Rohingya telah mengatakan bahwa mereka akan kembali ke Myanmar hanya ketika keamanan mereka terjamin dan mereka diberi hak kewarganegaraan, tetapi prospek untuk kembali tampak semakin jauh sejak kudeta militer pada bulan Februari.
“Berapa banyak yang harus kami tanggung Rohingya? Rohingya pertama kali mengalami genosida, kemudian kebakaran besar-besaran di kamp pengungsi, dan sekarang banjir besar di Cox’s Bazar.
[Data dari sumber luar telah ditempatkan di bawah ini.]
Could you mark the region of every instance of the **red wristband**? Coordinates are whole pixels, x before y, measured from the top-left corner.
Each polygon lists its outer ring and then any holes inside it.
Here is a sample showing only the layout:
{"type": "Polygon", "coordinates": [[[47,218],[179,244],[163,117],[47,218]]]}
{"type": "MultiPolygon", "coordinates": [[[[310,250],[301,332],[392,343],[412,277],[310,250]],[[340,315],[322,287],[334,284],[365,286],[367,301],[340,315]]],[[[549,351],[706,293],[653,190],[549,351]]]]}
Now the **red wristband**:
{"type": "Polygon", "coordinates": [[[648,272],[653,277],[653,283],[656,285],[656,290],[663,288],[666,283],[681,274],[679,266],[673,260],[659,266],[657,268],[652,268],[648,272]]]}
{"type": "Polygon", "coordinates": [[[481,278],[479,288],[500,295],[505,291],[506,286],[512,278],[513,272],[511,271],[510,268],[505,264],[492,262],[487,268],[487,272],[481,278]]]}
Sebagai seorang pengungsi, saya melihat hidup saya benar-benar dikuasai oleh bayang-bayang,” kata Mohammed Nowkhim, seorang aktivis pengungsi.
Pandemi telah membatasi akses ke kamp-kamp, termasuk masuknya bantuan juga terhambat oleh penurunan donasi selama bertahun-tahun, dengan kurang dari sepertiga dari target pendanaan tahun ini terpenuhi.
“Banjir adalah jendela untuk melihat betapa rentannya pengungsi, dan komunitas yang menampung mereka, terhadap iklim yang berubah dengan cepat. Pada saat kebutuhan mendesak, pendanaan terus menurun. Kerugian dari ketidakpedulian itu dapat diukur dalam kehidupan manusia,” kata Jamie Munn, direktur Dewan Pengungsi Norwegia di Bangladesh.
“Sayangnya, itu adalah tanda zaman kita; kami terbiasa dengan konflik, pemindahan, dan krisis iklim yang berputar melalui berita kami dan melalui perhatian komunitas internasional, termasuk para donor.”